The three most important sources of norms so far have come from the International Strategy for Cyberspace from the United States; a speech by William Hague, the Foreign Minister of the United Kingdom; and statements in a recent book by Dr. Hamadoun Touré, the Secretary General of the International Telecommunications Union. These three statements are directly compared in the following table, based on analysis by Hannah Pitts for the Cyber Conflict Studies Association, which summarizes each proposed norm or principle on the leftmost column.
Comparison of Norm Promotion for Cyberspace Among U.K., U.S. and ITU Statements
As shown, there appears to be an unsurprisingly high degree of overlap between the positions of the United States and United Kingdom. There is also a possible overlap between these proposed norms and those by Dr. Touré. For example, there is a direct correlation across all sources in the three norms of Universal Access to Cyberspace, Combating Cyber Crime, Cybersecurity Due Diligence, and the Commitment to Collaborate with Other Countries.
Moreover, the norm of “fundamental freedoms” is rooted in Article 19 of the Universal Declaration of Human Rights, which should be certainly agreeable to ITU. And while the norm of self-defense does not necessarily contradict that of Touré’s no-first use, the mindsets behind these norms are probably quite far apart, as are subsequent potential policies. Additionally, the stated UK norms emphasize the rights and responsibilities of all actors in cyberspace, whereas those of the United States and the ITU focus on state-based behaviors and norms.
There is an even further gap between the norms from the US, UK, and ITU and the worldview from the SCO ( comprised of Russia, China, Kazakhstan, Kyrgyzstan, Russia, Tajikistan, and Uzbekistan). Unfortunately, the relevant SCO agreement from 2008 did not specifically identify norms, but rather the “main threats in the field of ensuring international information security.” In general, these threats do include some areas (such as information crime or natural threats to safe and stable operation of the Internet) that are either implied or mentioned by the US, UK, and ITU. Others – such as “development and use of information weapons, preparation for and waging information war”—seem to match well only with the ITU.

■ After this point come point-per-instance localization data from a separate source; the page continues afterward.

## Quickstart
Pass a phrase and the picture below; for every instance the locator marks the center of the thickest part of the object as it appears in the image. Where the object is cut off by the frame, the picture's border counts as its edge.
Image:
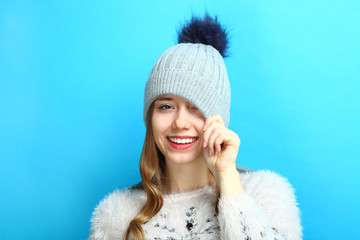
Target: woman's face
(177, 127)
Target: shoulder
(265, 181)
(111, 217)
(276, 197)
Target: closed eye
(165, 107)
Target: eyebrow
(164, 99)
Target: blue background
(72, 76)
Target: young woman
(191, 188)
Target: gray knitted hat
(194, 69)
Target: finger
(215, 140)
(219, 141)
(208, 131)
(215, 118)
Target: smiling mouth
(182, 140)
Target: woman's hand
(221, 147)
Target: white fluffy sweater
(267, 210)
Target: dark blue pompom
(206, 31)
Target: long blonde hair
(152, 170)
(152, 164)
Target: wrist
(230, 183)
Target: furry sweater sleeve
(267, 210)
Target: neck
(187, 177)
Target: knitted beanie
(194, 70)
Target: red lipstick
(182, 146)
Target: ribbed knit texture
(195, 72)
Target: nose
(182, 119)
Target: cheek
(159, 129)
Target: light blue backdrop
(72, 76)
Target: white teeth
(182, 140)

However, the SCO also casts a very wide net when considering threats, including the spread of information that distorts the “use of the dominant position in the information space to the detriment of the interests and security of other states.” Another threat is “dissemination of information harmful to social and political, social and economic systems, as well as spiritual, moral and cultural spheres of other states.” Together, these perceived threats give the impression that SCO would want to strongly regulate cross-border flows of information, limiting freedom of expression. This would be in direct contradiction to the proposed US and UK norms of “Free Flow of Ideas” and “Fundamental Freedoms” and perhaps even be against the Universal Declaration of Human Rights.
Fortunately, nearly all nations and non-governmental organizations agree that further international discussion is needed and commit themselves to such efforts. The real intergovernmental work will kick off at a London conference later this year and hosted by Hague. However, there has been important work also done by non-government organizations, such as a U.S.-China agreement to fight spam, which might help bridge the differences between nations. In addition, the Atlantic Council has participated in a dialog between think tanks in the China and United States.
The next years will bring loud disagreements as these norms are discussed, but the only way international conversation will progress is through finding areas of cooperation and ways to navigate through disagreement. Nations are now staking out positions and talking, which are the first steps needed to find rules of the road in cyberspace.